The boy, Naoufel (voiced by Hakim Faris in the seen French version and Dev Patel in the upcoming English dub), is working as a pizza delivery boy, a job to which he isn’t particularly suited. One night, he gets involved on a minor road accident which means he’s late with a delivery. The customer for whom he’s late is a girl, Gabrielle (Victoire Du Bois in French, Alia Shawkat in English), living in a block of flats. He gets into a long and involved entryphone conversation with her and, without knowing what she looks like, falls in love with her voice.

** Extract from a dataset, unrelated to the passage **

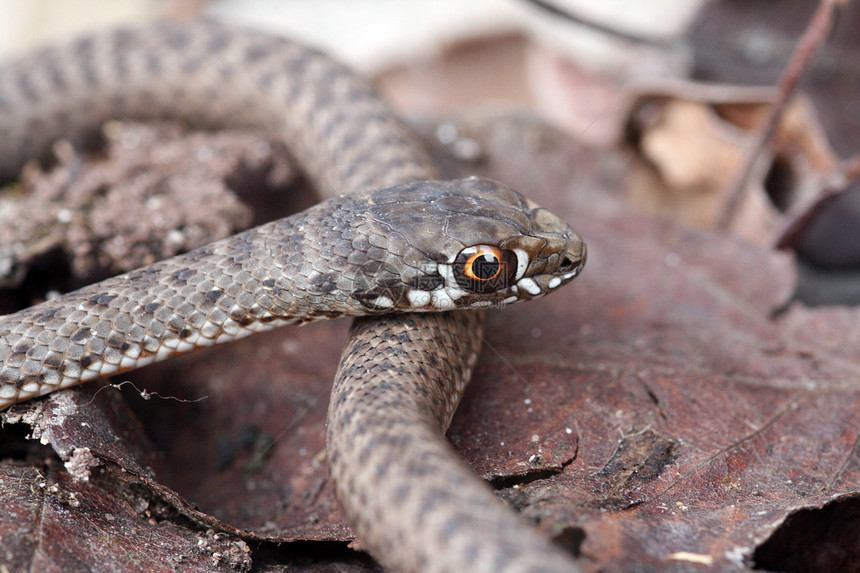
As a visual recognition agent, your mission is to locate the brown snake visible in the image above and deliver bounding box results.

Naoufel then sets about trying to track Gabrielle down. This leads him to her ailing grandfather who he talks into giving him a woodworking assistant position in the man’s workshop. This turns out to be his dream job. But he initially wants the job to be near the guy’s granddaughter. And then these relationships go horribly wrong.

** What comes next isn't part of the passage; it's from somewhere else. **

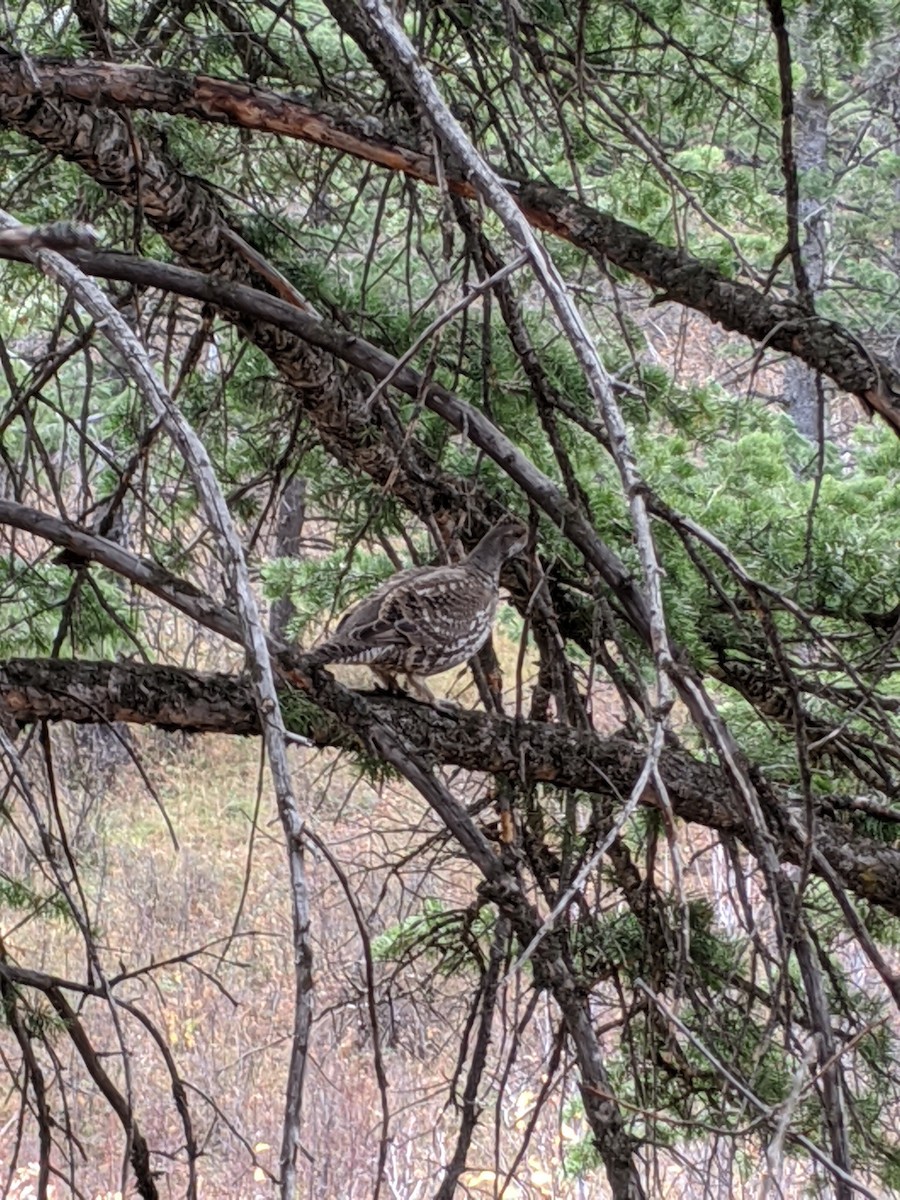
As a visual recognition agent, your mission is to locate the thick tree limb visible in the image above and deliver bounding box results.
[0,652,900,916]
[0,52,900,432]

This will keep you guessing as to how the hand got severed and how the whole thing is going to work out. En route, the plight of the hand searching for its body will keep you riveted as it undergoes a series of perilous scenarios, while the parallel story of the boy, the girl and the grandfather proves genuinely affecting. Assorted flashbacks revealing elements of the boy’s childhood and his relationship with his father also prove illuminating.

It’s difficult to know how the film would play out as special effects live action – but as 2D animation, it works just fine. It’s not a horror film, more a sort of action-adventure, existential romantic drama, captivating in the relationship parts and thoroughly compelling throughout.

I Lost My Body premieres at the BFI London Film Festival, when this piece was originally written. It’s out in cinemas across the UK on Friday, November 22nd and on Netflix from Friday, November 29th.